Between August 2018 and March 2020, IOI existed solely as a volunteer effort, led by a 20 person Steering Committee of leaders in this sector. In late 2019, the effort secured initial funding from Schmidt Futures and the Alfred P. Sloan Foundation, and was established as a fiscally sponsored project of Code for Science & Society (CS&S), a leading 501(c)3 supporting the public interest technology space. IOI’s inaugural Executive Director (Kaitlin Thaney) was hired in March 2020.

Why this, why now?

The way we have historically sustained the development of open source technology in research has relied on grant funding and institutional support, both financially and in terms of project governance and staffing.

Today, funding for open infrastructure is not coordinated.  This has led to three key issues that negatively impact open infrastructure’s sustainability and resilience. First, the lack of coordinated strategy has led to a perceived scarcity of funds in the landscape, which drives both users and talent to the corporate spaces that appear more stable. Second, beneficiaries of open technology have not been incentivized to contribute back in a way that invests back in the system. And lastly, for those with budgets investing in the space, there’s a lack of guidance on where best to direct those funds that maximize impact, resilience, and lead to product excellence.

To date, conversations around investment strategy are often left in the hands of a chosen few administrators at an institution, removed from the needs of the research community. As a result, decisions are easily swayed by commercial vendors who appear to offer efficiency, stability, and continuity. More often, these vendors lock institutions into expensive, non-mission-aligned contracts that act against the broader aims of access and knowledge sharing in the academy.

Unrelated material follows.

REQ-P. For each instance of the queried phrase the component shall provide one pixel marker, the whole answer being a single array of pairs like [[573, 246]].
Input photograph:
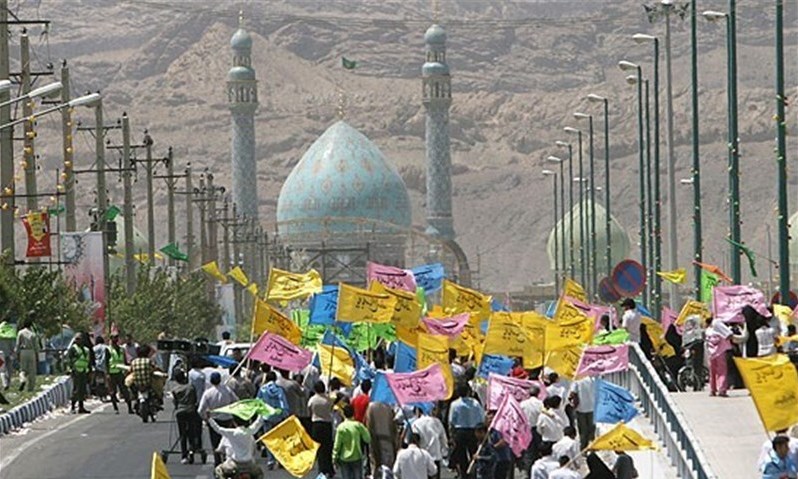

And this is just the beginning. It continues to be a struggle to understand how much funding has been allocated by top  philanthropies in open research technology and systems over the past five years and for what, let alone how much is being allocated to supporting open technology development and maintenance at the institutional level. The costs of open infrastructure remains difficult to calculate, and as a result, piecemeal support often limits a project’s potential to corner the market and scale operations.

We aim to address the existing gaps in understanding to make the costs associated with open infrastructure development and maintenance accessible, verifiable, and actionable. That research and information is a critical foundation for our work in shedding light on more effective means to invest in open in ways that are cost-effective, impactful, and aligned with the mission of the academy.